It's a sunny afternoon a thousand years ago in the Cinque Terre (CHINK-weh TAY-reh), long before it became the Italian Riviera. This string of humble villages, surrounded by terraced vineyards, is a two-day sail from Genoa.
The leathery old farmer, taking a break from tending his grape vines, picks a cactus fruit to quench his thirst. Suddenly howls come from the crude stony tower crowning a bluff that marks his village of Vernazza. Turkish pirates are attacking.
Avoiding powerhouse cities like nearby Genoa and Pisa, pirates delight in the villages. These Cinque Terre towns, famous since Roman times for their white wine, are like snack time for rampaging pirates. Villagers run for cover down corridors buried deep in the clutter of homes that clog Vernazza's ravine.
A thousand years later, another leathery grape-picker is startled by the roar of a smoke-billowing train. Emerging from the newly built tunnel, it flies a red, white and green flag. It's 1870 and the feudal and fragmented land of Italy is finally united. This first Italian train line, an engineering triumph of fledgling Italy, laced together Turin, Genoa, Rome...and, by chance, tiny Vernazza.
Decades later, in the 1930s, an Italian dictator named Mussolini teams up with a German tyrant named Adolf Hitler. The war they started is going badly. In 1943 the German Führer calls on Vernazza's teenage boys to report for duty. The boys, who are assured they'll only work in German farms and factories, know they'll end up as fodder on the front. Rather than dying for Hitler, they become resistance fighters.

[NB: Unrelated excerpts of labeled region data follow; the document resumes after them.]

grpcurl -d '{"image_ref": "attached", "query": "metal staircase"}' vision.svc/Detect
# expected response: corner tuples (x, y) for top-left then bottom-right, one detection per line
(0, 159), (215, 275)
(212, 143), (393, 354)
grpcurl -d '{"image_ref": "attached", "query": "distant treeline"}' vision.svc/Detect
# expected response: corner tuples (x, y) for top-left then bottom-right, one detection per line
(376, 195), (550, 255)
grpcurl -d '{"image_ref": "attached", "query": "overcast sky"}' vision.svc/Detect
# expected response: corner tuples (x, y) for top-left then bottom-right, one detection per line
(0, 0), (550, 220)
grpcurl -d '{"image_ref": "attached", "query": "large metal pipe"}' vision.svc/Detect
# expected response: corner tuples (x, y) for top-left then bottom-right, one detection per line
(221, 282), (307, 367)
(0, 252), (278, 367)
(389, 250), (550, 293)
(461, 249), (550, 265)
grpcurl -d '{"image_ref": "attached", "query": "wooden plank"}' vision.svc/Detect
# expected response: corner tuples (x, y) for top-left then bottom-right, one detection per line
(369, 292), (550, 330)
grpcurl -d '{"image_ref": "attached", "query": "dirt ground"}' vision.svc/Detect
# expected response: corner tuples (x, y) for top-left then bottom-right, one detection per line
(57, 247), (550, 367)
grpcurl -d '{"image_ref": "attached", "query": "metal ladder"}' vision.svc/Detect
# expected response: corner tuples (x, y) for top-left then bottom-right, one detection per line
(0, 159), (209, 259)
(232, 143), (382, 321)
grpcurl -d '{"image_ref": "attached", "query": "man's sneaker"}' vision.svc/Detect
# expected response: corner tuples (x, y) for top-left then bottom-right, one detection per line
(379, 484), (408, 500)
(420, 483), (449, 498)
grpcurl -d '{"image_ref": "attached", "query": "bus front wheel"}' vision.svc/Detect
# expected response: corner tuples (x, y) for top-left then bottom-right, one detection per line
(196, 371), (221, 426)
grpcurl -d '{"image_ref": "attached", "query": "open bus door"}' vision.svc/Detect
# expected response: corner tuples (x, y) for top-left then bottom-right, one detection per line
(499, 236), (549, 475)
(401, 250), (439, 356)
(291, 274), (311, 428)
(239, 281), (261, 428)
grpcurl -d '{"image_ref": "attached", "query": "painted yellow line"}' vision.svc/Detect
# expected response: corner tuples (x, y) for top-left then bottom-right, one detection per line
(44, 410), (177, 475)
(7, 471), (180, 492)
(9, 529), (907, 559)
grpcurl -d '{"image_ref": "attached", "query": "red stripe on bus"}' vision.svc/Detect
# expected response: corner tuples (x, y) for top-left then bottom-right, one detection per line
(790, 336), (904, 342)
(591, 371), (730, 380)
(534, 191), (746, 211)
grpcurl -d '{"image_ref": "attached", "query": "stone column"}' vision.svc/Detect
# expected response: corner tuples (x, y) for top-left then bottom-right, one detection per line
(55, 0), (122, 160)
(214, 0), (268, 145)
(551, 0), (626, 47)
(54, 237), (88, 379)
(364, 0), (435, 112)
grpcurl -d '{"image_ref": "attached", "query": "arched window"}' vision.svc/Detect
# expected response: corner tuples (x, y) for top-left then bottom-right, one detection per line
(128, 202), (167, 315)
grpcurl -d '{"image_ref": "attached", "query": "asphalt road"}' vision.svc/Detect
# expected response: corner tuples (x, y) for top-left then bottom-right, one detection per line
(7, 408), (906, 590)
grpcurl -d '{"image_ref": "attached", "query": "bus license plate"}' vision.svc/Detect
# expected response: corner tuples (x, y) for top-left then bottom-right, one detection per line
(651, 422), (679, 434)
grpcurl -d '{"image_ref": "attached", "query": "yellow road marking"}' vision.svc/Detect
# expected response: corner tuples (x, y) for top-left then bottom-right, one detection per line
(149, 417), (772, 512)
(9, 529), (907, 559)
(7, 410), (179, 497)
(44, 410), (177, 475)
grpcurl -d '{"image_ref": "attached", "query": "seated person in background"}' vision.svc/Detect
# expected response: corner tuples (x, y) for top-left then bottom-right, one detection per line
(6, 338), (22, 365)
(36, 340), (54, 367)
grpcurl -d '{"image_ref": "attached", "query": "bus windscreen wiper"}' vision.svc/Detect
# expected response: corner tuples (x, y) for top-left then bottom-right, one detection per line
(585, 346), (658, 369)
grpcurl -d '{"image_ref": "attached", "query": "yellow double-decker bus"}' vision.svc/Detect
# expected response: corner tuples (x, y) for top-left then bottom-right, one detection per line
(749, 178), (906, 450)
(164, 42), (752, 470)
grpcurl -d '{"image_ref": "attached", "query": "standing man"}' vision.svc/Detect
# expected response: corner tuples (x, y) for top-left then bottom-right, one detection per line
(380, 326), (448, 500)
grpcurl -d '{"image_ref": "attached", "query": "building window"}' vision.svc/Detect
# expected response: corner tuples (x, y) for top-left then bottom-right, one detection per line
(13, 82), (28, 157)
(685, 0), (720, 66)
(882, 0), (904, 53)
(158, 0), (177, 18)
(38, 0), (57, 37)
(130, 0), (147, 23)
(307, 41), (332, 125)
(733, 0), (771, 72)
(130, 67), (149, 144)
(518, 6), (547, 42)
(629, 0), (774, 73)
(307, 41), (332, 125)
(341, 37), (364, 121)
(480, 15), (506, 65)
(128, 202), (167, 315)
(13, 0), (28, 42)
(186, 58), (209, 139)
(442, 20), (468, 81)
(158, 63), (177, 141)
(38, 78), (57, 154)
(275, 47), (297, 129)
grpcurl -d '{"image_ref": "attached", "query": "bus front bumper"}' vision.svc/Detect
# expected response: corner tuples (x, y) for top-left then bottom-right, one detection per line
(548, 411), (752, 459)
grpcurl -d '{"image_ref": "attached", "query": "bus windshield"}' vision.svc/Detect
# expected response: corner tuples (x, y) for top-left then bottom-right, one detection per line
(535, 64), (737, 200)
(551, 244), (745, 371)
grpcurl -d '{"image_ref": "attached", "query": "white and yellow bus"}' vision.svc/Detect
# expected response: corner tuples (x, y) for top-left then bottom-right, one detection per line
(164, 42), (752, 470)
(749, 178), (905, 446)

Running through the night, they climb the ancient terraces like giant stairsteps into the hills high above the village cemetery.
Above is a little history on the Cinque Terra

 One of the "5 lands" built in the rocky cliffs along the Tyrrannean Sea
 These towns are all Fishing villages




Buornjiorno, (I think I spell this differently each time that I write it...ha-ha!) During the first several several days, I  observed people of all countries dancing and singing together.
There was much communication among people about how they grew their food, how they raised their animals, and what kinds of food were eaten by different cultures.  These photos show how the people of Italy sell their pig meat (they hang it by the leg of the pig right in their shops).  Also, the people of Italy tie (with twine) their cherry tomatoes together and sell them bunched like this.  Most people who live on and around farms (and there are many!)  eat only the food of the season.  So now in November, when tomatoes are not growing, they eat their pasta with vegetables and olive oil). There is no canned spaghetti sauce here!





I apologize to all of you for the inconsistent formatting.  It takes time to figure it out and every time I am on the computer, it seems that I have little time.  Love to all.